The show was a hit and got to the attention of Järvelä, who was still in contact with the former UMO conductor. After a long search, he had finally found the link to Pickett. “I knew Lenny’s playing from his record with Borneo Horns and from a couple of Tower of Power records,” says Järvelä. “Many of his exceptional qualities were observable from listening to a handful of tracks, like the long solo on ‘Knock Yourself Out.’”
Given that Shemaria had already written arrangements—and Pickett had written some of his own—Järvelä worked to get the pair to come to Helsinki to perform with UMO, getting Shemaria a commission to work up six more arrangements of Pickett’s music. “Jouni tracked me down and was so persistent,” says Pickett. ”He was the person who made this whole project happen. The way the musicians in UMO enveloped my music, it was a lovely embrace of the concepts I had in my compositions. That was the payoff. They lent their expertise to my imagination. They had a fondness for all the different styles and genres of music and didn’t want to pigeonhole jazz. That made this all worth the effort.”

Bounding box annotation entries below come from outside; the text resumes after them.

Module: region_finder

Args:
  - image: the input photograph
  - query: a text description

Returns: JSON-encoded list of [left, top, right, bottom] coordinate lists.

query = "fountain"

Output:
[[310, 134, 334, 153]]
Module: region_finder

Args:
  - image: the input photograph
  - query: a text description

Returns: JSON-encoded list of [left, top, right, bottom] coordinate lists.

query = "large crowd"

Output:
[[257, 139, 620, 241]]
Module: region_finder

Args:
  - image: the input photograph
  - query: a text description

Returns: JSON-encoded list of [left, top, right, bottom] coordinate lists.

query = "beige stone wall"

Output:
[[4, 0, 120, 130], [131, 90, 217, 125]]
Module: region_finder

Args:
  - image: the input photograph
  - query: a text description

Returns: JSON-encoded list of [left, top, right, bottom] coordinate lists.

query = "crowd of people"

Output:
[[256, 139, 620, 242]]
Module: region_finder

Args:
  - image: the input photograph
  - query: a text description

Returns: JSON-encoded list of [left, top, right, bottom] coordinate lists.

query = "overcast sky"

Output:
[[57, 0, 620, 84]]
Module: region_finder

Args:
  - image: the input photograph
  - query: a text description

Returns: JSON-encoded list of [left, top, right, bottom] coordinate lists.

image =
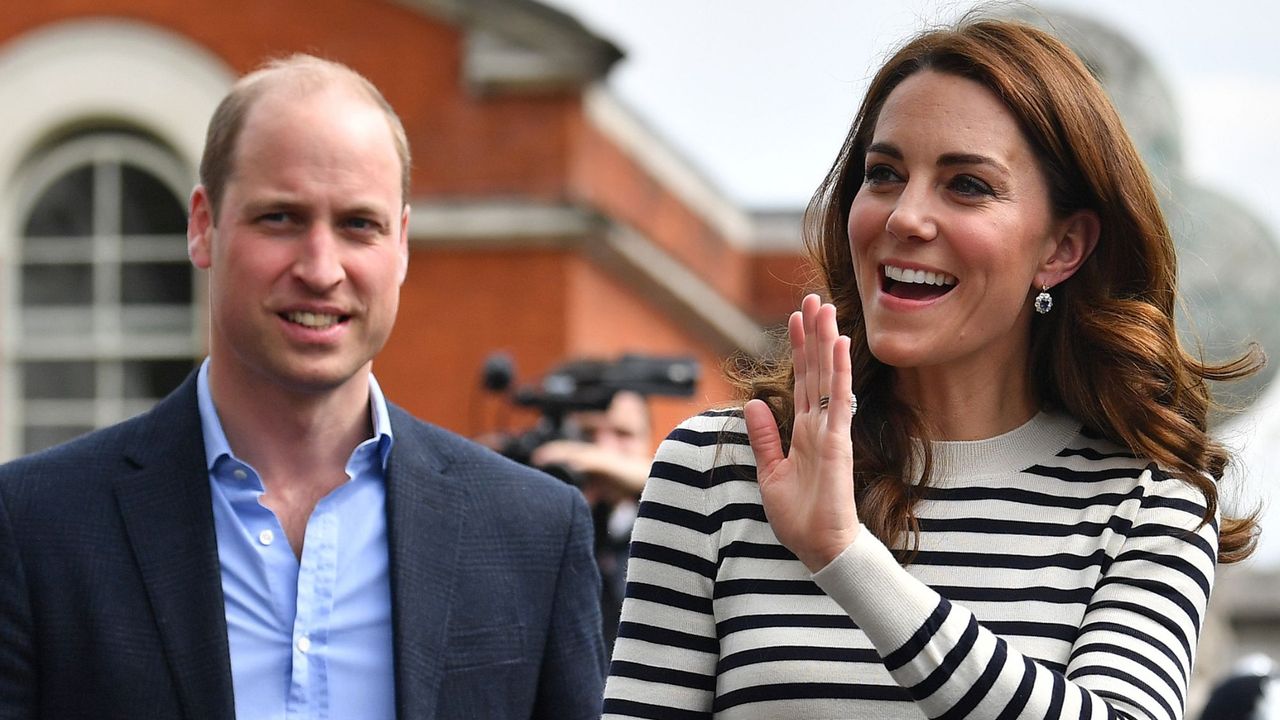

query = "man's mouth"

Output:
[[284, 310, 349, 331], [881, 260, 956, 300]]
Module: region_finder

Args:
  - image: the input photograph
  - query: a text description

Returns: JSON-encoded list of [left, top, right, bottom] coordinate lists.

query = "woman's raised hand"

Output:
[[744, 295, 861, 571]]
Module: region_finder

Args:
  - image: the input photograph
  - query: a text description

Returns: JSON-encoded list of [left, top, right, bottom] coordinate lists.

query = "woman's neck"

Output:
[[895, 345, 1039, 441]]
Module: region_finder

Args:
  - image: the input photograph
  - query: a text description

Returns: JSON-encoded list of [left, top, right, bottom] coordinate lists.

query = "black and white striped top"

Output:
[[604, 411, 1217, 720]]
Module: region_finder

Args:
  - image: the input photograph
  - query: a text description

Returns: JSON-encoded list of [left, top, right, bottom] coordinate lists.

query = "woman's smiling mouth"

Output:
[[881, 264, 956, 300]]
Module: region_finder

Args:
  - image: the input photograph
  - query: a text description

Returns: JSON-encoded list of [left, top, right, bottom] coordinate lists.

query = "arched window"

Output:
[[6, 132, 202, 454]]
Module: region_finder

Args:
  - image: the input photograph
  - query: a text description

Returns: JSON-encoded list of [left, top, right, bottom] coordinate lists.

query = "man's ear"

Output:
[[187, 184, 214, 270], [1036, 210, 1102, 290], [399, 202, 410, 284]]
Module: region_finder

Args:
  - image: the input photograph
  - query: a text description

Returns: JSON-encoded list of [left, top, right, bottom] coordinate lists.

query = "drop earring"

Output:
[[1036, 284, 1053, 315]]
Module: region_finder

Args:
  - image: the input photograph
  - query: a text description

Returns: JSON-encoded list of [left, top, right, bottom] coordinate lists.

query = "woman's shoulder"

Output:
[[653, 407, 755, 488], [1055, 415, 1204, 514], [667, 406, 746, 446]]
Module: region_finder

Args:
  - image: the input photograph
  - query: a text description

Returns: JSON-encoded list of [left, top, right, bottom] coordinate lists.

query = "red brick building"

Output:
[[0, 0, 800, 457]]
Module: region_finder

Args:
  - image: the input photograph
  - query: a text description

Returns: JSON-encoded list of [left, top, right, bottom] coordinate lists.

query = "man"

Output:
[[530, 391, 653, 646], [0, 56, 604, 720]]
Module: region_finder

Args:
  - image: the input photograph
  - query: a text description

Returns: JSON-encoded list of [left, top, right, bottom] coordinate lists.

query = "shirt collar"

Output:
[[196, 357, 394, 471]]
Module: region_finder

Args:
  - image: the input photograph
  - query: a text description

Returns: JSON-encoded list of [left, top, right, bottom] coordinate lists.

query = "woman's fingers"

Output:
[[787, 310, 809, 413], [800, 293, 826, 410], [827, 336, 854, 442], [742, 400, 783, 474]]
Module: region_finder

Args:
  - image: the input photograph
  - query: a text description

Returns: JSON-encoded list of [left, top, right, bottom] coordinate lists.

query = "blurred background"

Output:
[[0, 0, 1280, 707]]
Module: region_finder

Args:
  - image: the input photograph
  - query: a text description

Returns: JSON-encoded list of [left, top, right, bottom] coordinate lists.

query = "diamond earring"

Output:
[[1036, 284, 1053, 315]]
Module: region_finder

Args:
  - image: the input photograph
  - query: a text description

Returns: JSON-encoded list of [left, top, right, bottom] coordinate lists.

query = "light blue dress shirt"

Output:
[[196, 359, 396, 720]]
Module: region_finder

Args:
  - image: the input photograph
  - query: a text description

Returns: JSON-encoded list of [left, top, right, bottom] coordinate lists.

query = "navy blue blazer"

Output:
[[0, 375, 605, 720]]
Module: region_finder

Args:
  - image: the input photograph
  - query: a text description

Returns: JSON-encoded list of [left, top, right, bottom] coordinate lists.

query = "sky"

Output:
[[541, 0, 1280, 566]]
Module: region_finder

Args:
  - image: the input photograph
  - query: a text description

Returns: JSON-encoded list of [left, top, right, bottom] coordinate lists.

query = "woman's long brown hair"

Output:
[[731, 19, 1262, 562]]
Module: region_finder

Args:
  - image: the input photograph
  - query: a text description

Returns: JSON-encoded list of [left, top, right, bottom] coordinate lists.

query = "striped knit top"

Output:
[[604, 411, 1217, 720]]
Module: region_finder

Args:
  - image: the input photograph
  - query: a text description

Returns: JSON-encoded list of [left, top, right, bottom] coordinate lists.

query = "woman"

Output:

Pickett played with UMO in Helsinki in February 2006. “It was a huge success,” says Shemaria. “There was a big press presence, so we thought the next logical step would be to record.”
Pickett and Shemaria were asked back two years later to do six weeks of workshops in Finland and also perform at the Pori Jazz Festival (ironically opening for Tower of Power). However, it wasn’t until 2012 that Pickett and UMO recorded over a three-day period (July 9-11) at E-Studio, a ‘70s-style vintage recording studio in Helsinki. “It was such an enjoyable experience,” says Jouni. “We were prepared; we had rehearsed really well, and most of the band had played the music a couple of times in concert. Everyone was exceptionally motivated…There was sense of mission and everything flowed…When Lenny plays a take…he gives all to every note and that attitude is contagious.”
Scott Elias, Random Act Records’ chief, and a feature film producer, met Pickett through SNL band member Ron Blake. “I’d always loved Lenny’s playing as a fan,” Elias says. “Through Ron I contacted him. He was moved that I approached him. I told him, it’s criminal that you have only one album.” Though they agreed to talk about a future album, Pickett had already recorded the UMO project, which he presented to Random Acts. “I thought, the band is state subsidized, and I expected to hear a European adoption of jazz,” says Elias. “But I was astonished by how UMO played with aplomb and swung! The band is distinctively keeping the American jazz tradition alive. And well.”
While Elias would love to bring UMO to the U.S. despite the economical difficulty in touring a big band, Järvelä says that The Prescription session itself has been the crowning achievement. “It was about time to bring Lenny’s mastery in focus, in his prime and in length and detail.” he says. ”He is a master musician and instrumentalist, and his playing and music will be valid a hundred years from now like the other great jazz tenors.”